Software maintenance and other revenues increased by $469,000, or 10%, from the third quarter of 2002 to the third quarter of 2003. The increase is attributable to maintenance fees from new clients and the maintenance fees associated with license expansions from existing clients.
Customer reimbursement revenues decreased by $351,000, or 23%, in the quarter ended September 30, 2003, as compared to the quarter ended September 30, 2002. The primary reason for the decrease can be attributed to less reimbursable expenses incurred as a result of fewer implementation projects in the third quarter of 2003 as compared to the third quarter of 2002.
OPERATING EXPENSES
Product development expenses increased $1.2 million, or 26%, in the third quarter of 2003 compared to the same period in 2002, primarily due to the increased usage of external consulting resources. Also contributing to the increase were higher compensation, benefit, occupancy and various allocated overhead costs.
Product support expenses decreased $23,000, or 1%, in the third quarter of 2003 compared to the third quarter of 2002. This decrease is primarily due to lower third-party maintenance costs as a result of the Companys efforts to transfer certain maintenance work from third party resources to in-house resources.

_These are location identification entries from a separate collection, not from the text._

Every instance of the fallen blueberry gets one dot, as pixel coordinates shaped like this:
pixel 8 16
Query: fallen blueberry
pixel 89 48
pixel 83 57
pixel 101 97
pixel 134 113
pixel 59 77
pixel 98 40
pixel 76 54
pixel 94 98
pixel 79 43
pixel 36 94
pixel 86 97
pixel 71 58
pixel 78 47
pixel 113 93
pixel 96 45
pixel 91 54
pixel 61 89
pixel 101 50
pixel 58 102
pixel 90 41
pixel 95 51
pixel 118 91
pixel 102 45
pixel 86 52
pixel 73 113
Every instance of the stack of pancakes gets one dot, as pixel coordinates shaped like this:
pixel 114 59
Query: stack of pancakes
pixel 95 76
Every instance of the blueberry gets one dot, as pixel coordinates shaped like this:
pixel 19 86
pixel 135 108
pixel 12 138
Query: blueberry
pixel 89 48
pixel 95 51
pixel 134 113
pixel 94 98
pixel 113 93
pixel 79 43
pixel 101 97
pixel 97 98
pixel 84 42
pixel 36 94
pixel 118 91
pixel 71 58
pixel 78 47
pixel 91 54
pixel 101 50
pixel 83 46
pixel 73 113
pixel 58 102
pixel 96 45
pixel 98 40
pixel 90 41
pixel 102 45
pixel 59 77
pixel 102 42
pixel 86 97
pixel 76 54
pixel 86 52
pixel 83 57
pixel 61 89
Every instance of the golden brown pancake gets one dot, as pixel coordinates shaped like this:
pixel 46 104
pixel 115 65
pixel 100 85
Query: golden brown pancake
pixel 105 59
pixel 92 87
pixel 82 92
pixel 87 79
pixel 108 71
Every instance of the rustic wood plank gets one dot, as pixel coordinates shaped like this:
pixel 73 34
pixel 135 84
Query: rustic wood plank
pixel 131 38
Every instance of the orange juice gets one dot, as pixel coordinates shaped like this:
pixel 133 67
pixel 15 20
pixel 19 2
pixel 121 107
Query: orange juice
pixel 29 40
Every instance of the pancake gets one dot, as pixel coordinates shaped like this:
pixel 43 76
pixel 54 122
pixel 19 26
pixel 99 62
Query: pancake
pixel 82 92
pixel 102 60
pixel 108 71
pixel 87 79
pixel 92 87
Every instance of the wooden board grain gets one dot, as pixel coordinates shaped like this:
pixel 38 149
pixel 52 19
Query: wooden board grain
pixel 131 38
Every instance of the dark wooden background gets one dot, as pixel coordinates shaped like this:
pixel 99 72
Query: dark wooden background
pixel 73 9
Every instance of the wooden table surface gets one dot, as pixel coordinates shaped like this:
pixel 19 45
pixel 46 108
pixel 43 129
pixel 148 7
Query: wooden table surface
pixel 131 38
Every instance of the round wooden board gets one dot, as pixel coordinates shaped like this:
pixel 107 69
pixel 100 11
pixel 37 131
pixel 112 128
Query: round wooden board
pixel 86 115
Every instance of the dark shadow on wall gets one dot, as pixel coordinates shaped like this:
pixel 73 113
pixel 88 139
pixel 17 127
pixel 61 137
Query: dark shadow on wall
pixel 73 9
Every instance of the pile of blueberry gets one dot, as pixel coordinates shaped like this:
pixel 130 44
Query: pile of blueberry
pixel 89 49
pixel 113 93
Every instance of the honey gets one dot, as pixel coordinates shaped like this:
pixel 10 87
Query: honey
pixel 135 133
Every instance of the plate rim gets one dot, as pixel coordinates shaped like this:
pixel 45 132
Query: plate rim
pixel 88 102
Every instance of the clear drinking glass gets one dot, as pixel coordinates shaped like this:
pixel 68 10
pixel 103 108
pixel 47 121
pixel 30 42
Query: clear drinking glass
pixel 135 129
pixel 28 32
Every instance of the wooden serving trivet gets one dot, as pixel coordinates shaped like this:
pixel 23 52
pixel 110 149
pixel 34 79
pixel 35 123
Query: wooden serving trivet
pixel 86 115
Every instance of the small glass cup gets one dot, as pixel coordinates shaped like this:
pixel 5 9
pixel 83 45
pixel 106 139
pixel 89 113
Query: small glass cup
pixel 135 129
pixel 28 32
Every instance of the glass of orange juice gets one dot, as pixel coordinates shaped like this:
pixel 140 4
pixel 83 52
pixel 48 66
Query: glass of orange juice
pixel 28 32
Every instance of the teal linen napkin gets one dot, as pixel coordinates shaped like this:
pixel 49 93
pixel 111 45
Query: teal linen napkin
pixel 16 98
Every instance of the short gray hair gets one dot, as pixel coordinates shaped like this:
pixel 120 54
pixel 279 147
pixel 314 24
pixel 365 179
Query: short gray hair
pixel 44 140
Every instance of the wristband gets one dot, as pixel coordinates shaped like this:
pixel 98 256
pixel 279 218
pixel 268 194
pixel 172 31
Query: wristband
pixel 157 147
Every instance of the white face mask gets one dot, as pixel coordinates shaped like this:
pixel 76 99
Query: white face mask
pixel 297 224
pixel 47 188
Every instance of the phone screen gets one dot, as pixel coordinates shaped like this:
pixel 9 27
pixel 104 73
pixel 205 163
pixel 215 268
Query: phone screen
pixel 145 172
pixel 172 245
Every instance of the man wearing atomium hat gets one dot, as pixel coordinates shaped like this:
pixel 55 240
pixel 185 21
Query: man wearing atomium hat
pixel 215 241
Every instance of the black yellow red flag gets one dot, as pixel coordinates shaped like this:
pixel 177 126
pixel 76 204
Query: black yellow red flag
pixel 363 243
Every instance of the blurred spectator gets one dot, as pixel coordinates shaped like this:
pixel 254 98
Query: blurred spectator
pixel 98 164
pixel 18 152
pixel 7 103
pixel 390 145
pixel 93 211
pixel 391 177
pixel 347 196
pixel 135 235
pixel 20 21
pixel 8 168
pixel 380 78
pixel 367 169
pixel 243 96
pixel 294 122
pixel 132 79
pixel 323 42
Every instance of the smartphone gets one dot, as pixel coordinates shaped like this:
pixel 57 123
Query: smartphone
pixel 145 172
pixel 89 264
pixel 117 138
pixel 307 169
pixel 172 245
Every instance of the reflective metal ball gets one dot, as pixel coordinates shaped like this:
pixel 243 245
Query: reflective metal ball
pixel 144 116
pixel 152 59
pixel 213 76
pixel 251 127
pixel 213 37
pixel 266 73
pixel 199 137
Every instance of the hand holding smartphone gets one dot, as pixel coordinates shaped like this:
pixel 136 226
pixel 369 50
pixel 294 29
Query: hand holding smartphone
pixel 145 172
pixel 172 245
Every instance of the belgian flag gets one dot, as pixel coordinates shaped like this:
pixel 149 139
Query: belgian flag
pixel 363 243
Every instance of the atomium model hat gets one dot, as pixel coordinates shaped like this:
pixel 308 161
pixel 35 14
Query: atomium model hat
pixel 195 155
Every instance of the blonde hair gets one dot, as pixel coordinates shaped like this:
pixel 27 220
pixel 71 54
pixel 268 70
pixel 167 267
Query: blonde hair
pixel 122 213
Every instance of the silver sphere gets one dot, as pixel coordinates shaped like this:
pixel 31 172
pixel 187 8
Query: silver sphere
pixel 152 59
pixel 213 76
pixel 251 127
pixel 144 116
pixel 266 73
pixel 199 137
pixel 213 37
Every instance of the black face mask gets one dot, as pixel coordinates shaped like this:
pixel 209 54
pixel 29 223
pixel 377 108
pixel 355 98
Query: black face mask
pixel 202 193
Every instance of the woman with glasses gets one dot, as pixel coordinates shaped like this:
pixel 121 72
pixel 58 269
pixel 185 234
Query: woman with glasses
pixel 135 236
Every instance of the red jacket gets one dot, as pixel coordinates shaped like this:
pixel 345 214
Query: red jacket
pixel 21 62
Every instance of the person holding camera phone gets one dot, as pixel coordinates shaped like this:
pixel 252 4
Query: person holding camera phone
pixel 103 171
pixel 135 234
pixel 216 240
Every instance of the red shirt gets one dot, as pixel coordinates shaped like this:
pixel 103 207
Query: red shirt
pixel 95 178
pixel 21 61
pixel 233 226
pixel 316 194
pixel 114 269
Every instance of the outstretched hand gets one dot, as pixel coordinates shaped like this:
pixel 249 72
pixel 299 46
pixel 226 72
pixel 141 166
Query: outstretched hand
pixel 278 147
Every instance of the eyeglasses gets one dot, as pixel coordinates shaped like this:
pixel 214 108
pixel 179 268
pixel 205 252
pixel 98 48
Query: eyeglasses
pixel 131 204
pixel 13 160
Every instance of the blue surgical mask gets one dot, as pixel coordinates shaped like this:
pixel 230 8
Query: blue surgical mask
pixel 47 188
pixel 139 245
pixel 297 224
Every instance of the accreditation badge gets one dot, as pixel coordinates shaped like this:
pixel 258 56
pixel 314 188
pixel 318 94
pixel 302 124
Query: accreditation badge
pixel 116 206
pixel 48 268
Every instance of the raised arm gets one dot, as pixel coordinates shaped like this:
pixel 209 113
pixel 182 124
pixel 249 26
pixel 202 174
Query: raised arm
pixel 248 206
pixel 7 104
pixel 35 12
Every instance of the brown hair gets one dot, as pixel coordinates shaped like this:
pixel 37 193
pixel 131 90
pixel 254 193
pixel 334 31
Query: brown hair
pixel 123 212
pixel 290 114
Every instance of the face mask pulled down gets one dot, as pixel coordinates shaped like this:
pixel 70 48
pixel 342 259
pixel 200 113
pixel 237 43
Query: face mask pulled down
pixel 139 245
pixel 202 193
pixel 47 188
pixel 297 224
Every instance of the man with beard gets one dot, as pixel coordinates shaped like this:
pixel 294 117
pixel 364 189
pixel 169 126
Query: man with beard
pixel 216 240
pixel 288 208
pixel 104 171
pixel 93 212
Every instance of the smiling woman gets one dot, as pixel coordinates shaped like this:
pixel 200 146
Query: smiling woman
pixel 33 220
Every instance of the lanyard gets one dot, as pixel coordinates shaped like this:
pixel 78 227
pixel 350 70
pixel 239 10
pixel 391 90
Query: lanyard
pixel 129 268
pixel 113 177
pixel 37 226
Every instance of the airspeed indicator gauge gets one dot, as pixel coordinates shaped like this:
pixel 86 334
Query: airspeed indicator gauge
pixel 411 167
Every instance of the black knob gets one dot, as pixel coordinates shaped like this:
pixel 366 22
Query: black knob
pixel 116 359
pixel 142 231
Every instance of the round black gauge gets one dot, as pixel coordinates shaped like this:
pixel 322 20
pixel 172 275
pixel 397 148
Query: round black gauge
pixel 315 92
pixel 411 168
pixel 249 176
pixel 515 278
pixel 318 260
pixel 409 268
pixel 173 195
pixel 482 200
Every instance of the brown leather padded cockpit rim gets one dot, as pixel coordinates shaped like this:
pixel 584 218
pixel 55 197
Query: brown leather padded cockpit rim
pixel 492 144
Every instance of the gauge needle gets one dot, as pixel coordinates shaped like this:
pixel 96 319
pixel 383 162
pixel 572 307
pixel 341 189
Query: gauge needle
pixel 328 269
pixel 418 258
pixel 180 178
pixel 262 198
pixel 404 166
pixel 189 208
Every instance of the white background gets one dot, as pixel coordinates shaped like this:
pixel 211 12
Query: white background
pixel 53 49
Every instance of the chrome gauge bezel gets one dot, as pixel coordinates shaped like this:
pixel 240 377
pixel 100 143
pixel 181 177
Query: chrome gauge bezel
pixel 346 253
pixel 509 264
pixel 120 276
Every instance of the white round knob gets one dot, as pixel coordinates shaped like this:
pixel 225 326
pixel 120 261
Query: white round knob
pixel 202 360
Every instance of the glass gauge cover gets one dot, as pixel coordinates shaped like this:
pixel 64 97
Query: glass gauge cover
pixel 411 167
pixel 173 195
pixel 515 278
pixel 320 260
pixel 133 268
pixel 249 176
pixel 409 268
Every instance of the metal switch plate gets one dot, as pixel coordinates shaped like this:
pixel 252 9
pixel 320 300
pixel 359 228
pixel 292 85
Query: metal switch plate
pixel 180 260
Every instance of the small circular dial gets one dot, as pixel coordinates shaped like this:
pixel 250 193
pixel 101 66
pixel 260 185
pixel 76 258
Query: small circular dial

Service expenses increased by $414,000, or 8%, during the quarter ended September 30, 2003, as compared to the quarter ended September 30, 2002. The primary reason for the increase in service expenses is due to less deferral of expenses related to the implementation of the outsourcing solution. Service margins in the third quarter of 2003 were 18%, compared to 46% in the third quarter of 2002. The primary reasons for the drop in service margins were lower utilization rates of internal resources and lower margins related to revenues from certain outsourcing clients that are being recognized over the estimated customer life when compared to the quarter ended September 30, 2002.
Processing expenses increased $204,000, or 5%, in the third quarter of 2003 as compared to 2002. This increase is partially attributable to an increase in internal resources working on our processing clients as well as the incremental costs associated with an additional client on the processing platform. These increases were partially offset by lower third party processing fees as some clients reduced their services.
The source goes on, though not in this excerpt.